É honra e signal de nobreza entre o gentio, ser bêbado e ladrão, e aquelle que mais guerras faz e rouba maior quantidades de gado e pessoas, é o maior e mais fidalgo; sendo esta a rasão de tantas e tam repetidas correrias, a que chamam guerras. Todas as pessoas nelas agrarradas sam escravisadas velhas, moças e creanças e os seus parentes as vam resgatar, ou sam vendidas ou mortas, e daqui se pode concluir o numero de escravos que tal costume deve produzir. Em quasi todos os governos pode o chefe mandar vender um dos seus filhos., ou escravos, quando carecer de pólvora, d’armas, de vestidos, etc.., e assim daqui vem ainda o augmento do numero de escravos.

Os pretos, segundo os seus uzos, não devem trabalhar na cultura nem nos serviços domésticos: sam as pretas: A profissão deles é caçar, pescar e carregar. Se um preto, por exemplo, tiver sua mulher doente, e for buscar uma cabaça d’agua, ou um feixe de lenha, comete maior crime e paga maior multa, do que se matasse outro preto.

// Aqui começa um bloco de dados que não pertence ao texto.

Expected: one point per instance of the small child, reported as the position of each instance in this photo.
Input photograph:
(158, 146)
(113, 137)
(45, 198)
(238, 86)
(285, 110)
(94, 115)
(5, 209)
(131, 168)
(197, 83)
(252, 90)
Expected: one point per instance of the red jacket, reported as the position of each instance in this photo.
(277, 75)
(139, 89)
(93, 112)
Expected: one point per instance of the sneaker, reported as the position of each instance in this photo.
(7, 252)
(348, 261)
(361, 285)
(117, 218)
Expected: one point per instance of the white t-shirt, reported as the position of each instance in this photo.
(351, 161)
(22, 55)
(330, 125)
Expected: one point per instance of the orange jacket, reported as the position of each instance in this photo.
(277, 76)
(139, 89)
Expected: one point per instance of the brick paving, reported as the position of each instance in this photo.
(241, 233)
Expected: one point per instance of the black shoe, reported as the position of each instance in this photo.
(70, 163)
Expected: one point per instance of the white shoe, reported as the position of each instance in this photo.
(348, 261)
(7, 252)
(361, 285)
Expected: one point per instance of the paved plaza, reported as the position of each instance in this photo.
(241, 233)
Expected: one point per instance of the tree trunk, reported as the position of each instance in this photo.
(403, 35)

Quem percorre os sertões, e com os olhos de investigação observa o que se passa entre o gentio, logo vê que nenhuma necessidade sofrem os pretos; porque as pretas sam os que cultivam, fazem a comida, preparam as bebidas, e ate o cachimbo com o tabaco para os pretos fumarem: tem estes, quasi todos, mais ou menos cabeças de gado, e basta o couro de um boi para vestir mais de uma dúzia. Uma correa na cintura, com um palmo de couro que lhes cubra as partes pudendas, e outro palmo que cubra por detrás, eis um preto vestido de ponto em branco.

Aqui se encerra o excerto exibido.